Sha shou ying (1981)
6/10
Weird and wonderful
1 June 2023
Warning: Spoilers
Also known as Kung Fu Rivals and the incredible title Kung Fu Emanuelle, Ninja In the Claws of the CIA was directed by John Liu, its star and the creator of the martial art Zen Kwun Do. In this film, that's the fighting power that America's CIA wants John, playing himself, to teach to their agents. Russia has already invented a strong fight skill and the Western powers believe that only Zen Kwun Do is strong enough to fight back. But that style means that its fighters must self-hypnotize themselves to forget lust and pain, something that Liu believes Americans can never do. But then they trick him into doing exactly that.

Once Liu - again, playing himself in a role where hushed world leaders stare at his karate magazine covers, which are as fake inside as pro wrestling magazines - is assigned to a base for training, he learns Pascho (Roger Paschy) is already teaching the men an art that makes them go insane. He saves one such fighter, Ho Wong (Casanova Wong) by giving him a rabbit in a box. It gets ripped to pieces and it seems that Ho Wong is unsaveable.

Yes, this movie is really weird and wonderful because of it.

It gets weirder.

Pascho doesn't believe that Zen Kwun Do fighters can forget about sex. So he hires Gisete (Jolanda Egger, Playboy Playmate of the month for June 1983) to try and get him hard, all while Ho Wong keeps kicking him. He has to keep horse riding stance - used for practicing punches or to strengthen the legs and back - while she basically goes down on him. He stays soft because that's how much of a man he is.

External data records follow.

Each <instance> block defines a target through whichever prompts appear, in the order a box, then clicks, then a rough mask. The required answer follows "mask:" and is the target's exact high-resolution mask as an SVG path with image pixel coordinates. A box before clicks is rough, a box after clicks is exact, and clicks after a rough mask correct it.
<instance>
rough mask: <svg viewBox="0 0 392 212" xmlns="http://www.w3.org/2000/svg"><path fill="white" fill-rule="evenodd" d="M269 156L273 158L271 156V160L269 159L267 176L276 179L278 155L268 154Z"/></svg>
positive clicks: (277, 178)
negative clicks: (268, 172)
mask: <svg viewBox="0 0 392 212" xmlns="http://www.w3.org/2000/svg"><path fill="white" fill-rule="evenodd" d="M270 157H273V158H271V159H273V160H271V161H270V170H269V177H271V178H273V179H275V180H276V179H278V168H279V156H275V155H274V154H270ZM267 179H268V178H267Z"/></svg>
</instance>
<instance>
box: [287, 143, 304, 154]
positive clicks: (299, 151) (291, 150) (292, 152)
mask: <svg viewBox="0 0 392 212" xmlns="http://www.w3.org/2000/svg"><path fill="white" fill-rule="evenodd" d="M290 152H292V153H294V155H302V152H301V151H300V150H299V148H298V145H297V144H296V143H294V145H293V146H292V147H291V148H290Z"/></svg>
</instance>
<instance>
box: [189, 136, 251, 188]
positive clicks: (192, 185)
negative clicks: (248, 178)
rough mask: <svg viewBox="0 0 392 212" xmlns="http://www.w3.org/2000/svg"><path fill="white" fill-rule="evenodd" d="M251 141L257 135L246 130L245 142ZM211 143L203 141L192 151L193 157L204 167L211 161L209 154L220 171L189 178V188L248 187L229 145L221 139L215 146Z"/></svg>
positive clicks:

This all happens before Liu and CIA analyst Caroline (Mirta Miller, Blindman, Bolero, Santo vs. Dr. Death, The Shark Hunter, Eyeball; has anyone had a stranger and more amazing body of work?) go on the run. Or maybe he's dating single mother Raquel Evans (Emmanuelle y Carol). Or perhaps he's starting a martial arts school. But he's totally fighting people inside a ceramic shop, which is an excuse to destroy pottery on the level that Hong Kong stunt teams would go on to smash glass in the 1980s.

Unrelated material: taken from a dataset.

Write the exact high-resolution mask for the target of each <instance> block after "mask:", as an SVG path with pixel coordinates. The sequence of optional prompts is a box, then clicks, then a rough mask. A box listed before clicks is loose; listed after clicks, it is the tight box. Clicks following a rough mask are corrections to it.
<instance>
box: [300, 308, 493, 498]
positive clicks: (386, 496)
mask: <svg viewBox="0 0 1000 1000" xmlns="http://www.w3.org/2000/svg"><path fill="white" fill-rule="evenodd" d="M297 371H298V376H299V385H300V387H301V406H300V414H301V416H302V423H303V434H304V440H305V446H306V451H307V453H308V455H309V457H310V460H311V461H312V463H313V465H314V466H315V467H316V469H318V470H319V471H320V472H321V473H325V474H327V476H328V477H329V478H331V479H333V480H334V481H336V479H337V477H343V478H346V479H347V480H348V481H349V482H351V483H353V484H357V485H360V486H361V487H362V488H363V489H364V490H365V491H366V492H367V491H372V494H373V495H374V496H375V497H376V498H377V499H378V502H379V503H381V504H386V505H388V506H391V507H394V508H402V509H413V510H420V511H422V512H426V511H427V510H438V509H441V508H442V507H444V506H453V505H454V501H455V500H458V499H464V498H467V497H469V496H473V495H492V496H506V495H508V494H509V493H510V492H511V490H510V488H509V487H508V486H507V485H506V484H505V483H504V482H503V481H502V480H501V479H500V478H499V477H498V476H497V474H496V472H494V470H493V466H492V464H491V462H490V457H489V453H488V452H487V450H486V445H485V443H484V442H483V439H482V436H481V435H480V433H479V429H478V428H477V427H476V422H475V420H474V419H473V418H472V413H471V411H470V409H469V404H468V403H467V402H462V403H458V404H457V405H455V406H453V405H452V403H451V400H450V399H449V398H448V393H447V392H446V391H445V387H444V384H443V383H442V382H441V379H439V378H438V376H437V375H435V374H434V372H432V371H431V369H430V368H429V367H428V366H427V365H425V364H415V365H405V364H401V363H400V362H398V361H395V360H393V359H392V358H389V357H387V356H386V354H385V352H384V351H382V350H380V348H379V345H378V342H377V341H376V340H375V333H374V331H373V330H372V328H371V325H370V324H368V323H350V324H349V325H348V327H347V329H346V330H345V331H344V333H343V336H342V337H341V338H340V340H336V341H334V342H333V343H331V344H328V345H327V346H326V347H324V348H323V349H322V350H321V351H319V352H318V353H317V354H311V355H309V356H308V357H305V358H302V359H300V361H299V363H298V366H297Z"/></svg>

None of this adds up, as scenes neither begin or end. They just appear. Cities are mentioned, locations are suggested, but this movie has a lack of logic that even Godfrey Ho wouldn't be able to achieve. Liu is, as you may already know, the original director of New York Ninja, another movie that baffles the mind. He also made two other films, Dragon Blood and Zen Kwan Do Strikes Paris.

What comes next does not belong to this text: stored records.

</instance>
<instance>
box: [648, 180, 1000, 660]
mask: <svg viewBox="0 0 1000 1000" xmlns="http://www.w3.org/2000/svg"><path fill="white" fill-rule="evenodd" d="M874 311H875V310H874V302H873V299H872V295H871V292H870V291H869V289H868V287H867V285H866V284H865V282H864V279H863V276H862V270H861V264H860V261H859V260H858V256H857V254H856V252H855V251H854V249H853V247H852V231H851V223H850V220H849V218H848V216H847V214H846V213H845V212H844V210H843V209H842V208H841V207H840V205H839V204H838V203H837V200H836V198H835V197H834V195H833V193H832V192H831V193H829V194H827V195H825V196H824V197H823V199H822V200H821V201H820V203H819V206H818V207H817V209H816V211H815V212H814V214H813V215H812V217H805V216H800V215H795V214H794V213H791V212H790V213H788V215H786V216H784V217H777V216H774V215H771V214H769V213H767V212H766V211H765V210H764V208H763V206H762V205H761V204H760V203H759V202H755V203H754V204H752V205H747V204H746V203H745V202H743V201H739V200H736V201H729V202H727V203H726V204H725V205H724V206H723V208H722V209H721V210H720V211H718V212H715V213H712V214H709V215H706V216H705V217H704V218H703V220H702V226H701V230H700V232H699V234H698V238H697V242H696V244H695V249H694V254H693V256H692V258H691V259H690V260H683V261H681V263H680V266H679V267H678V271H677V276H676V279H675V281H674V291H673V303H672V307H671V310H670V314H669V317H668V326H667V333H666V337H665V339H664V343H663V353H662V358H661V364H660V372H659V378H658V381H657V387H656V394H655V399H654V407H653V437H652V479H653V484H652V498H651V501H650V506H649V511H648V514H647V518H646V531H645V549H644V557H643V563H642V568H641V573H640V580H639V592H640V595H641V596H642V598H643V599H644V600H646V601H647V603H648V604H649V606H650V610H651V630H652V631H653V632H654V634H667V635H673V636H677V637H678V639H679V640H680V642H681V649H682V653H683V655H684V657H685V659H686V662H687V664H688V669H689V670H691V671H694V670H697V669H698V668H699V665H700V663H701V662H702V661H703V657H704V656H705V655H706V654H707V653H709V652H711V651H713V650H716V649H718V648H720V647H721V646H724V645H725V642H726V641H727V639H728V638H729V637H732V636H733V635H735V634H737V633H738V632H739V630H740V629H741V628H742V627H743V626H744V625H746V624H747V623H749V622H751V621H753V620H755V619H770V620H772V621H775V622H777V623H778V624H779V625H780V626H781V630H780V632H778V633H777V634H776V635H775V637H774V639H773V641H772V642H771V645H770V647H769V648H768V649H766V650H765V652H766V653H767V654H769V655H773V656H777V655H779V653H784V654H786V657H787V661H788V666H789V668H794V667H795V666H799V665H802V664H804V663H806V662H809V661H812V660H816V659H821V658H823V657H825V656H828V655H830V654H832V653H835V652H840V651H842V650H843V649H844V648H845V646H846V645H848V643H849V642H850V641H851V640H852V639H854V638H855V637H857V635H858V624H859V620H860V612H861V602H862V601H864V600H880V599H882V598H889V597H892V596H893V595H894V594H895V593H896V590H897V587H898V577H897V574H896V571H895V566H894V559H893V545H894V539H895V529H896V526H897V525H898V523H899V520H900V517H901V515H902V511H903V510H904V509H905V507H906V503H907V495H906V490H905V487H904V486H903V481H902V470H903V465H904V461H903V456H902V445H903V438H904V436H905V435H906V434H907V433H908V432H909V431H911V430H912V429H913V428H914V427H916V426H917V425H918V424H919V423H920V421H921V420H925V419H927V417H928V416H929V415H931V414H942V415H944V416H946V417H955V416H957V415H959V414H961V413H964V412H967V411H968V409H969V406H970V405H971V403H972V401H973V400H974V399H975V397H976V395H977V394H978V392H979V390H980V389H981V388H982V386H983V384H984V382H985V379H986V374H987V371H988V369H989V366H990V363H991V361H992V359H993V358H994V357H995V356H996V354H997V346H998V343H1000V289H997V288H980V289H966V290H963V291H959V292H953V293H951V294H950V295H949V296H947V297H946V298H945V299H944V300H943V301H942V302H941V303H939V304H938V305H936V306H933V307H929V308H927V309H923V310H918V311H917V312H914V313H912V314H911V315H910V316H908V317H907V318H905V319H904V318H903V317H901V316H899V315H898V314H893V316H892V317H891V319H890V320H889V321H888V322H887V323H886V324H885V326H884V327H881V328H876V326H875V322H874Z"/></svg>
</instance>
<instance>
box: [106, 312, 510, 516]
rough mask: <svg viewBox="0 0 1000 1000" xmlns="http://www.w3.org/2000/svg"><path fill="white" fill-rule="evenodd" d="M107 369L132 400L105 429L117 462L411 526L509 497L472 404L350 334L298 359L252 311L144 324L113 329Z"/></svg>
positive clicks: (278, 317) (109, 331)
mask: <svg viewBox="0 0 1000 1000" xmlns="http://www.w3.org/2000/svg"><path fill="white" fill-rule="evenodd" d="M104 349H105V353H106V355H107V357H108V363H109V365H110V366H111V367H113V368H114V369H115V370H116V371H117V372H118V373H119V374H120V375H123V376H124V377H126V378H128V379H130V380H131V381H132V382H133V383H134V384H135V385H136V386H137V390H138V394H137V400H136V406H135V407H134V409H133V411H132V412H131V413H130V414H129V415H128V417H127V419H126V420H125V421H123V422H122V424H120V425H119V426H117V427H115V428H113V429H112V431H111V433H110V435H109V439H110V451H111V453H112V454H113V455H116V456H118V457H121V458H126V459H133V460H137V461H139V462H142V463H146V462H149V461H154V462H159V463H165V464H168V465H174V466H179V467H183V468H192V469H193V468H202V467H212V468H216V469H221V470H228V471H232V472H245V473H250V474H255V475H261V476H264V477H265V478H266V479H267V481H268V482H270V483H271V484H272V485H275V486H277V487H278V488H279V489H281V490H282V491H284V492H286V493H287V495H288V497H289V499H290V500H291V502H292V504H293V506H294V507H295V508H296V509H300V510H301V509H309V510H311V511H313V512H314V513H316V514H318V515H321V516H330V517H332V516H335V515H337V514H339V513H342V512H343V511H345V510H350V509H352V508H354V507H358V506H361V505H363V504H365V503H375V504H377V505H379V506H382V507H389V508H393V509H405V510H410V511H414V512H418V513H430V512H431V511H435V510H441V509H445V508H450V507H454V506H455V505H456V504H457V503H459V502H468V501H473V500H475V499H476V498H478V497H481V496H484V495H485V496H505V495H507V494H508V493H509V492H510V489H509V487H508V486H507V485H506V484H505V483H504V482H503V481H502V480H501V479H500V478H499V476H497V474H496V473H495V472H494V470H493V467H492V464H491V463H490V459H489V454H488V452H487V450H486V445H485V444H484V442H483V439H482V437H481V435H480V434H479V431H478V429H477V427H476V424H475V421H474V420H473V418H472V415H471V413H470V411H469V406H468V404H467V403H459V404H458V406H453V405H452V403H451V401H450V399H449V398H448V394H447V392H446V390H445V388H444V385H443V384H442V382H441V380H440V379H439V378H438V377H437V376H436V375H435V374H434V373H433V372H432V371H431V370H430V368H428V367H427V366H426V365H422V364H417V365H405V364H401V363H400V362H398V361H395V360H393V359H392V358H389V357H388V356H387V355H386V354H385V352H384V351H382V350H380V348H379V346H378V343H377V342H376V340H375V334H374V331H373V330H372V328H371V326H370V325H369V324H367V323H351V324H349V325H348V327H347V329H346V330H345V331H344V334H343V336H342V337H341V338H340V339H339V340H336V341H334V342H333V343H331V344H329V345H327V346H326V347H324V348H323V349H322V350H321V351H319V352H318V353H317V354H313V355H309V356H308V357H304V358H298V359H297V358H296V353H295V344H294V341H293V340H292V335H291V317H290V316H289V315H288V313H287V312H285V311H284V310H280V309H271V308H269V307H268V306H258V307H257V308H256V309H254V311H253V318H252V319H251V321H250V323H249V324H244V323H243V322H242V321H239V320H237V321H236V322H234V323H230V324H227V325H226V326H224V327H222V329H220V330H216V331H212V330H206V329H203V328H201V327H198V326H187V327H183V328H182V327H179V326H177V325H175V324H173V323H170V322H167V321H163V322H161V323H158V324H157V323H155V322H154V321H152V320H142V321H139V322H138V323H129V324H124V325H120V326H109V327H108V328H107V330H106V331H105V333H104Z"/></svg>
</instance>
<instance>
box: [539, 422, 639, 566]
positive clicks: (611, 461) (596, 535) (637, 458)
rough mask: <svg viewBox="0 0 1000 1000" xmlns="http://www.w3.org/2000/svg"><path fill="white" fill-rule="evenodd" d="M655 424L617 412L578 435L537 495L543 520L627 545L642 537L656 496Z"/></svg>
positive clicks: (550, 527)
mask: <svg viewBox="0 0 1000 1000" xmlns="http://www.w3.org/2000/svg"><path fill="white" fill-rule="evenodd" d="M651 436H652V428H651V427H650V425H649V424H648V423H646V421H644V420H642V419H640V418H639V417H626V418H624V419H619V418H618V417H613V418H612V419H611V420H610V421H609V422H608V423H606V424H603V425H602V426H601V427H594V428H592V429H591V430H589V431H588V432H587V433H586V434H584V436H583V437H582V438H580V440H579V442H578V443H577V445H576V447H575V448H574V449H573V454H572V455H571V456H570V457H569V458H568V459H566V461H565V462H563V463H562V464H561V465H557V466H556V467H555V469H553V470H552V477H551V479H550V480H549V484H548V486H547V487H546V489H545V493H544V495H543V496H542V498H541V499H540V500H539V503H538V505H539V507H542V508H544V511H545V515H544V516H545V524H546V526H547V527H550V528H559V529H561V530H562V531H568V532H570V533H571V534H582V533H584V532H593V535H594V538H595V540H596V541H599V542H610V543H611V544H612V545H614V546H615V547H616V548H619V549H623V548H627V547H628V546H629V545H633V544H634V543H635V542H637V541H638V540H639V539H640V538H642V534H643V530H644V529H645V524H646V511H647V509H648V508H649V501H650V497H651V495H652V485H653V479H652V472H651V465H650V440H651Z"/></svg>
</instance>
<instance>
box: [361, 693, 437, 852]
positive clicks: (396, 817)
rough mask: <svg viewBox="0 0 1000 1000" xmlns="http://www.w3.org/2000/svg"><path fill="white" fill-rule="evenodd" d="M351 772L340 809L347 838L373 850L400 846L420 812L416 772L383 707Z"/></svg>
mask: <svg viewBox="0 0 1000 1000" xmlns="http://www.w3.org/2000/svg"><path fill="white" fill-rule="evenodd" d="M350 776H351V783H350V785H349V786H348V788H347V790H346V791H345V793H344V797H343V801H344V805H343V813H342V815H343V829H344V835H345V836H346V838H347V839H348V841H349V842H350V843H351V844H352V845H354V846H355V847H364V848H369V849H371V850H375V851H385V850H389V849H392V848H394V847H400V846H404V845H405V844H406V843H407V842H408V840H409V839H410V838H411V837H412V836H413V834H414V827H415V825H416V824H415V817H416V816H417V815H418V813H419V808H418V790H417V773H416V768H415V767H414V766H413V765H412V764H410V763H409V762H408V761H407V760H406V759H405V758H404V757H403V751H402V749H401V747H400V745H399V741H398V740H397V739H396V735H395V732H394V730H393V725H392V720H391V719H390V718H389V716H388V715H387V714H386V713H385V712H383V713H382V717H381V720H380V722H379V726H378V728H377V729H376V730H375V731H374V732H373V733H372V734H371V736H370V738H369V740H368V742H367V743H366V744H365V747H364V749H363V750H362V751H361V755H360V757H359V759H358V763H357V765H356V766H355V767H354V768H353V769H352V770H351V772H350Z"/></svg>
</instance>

Oh yeah. John also has an identical twin brother who was in Vietnam but is now in a wheelchair. This is presented as a major story element and never really referred to again. Also: every woman who gets close to John dies. Don't have sex with this man. Or try and blow him in the woods while he does martial arts moves.

That being mentioned, this movie does shine a light on the strange techniques the CIA tried to teach its agents. Of course, it's hidden within a rambling martial arts movie that maybe ten people other than me are into, so while the truth is out there, the truth is hidden in a martial arts movie from 1983 that looks like it is a seventh generation VHS dub just placed into the wilds of the internet.

It also has a scene of John Liu doing martial arts in front of the Eiffel Tower just so you know that he really filmed some of this movie in Paris.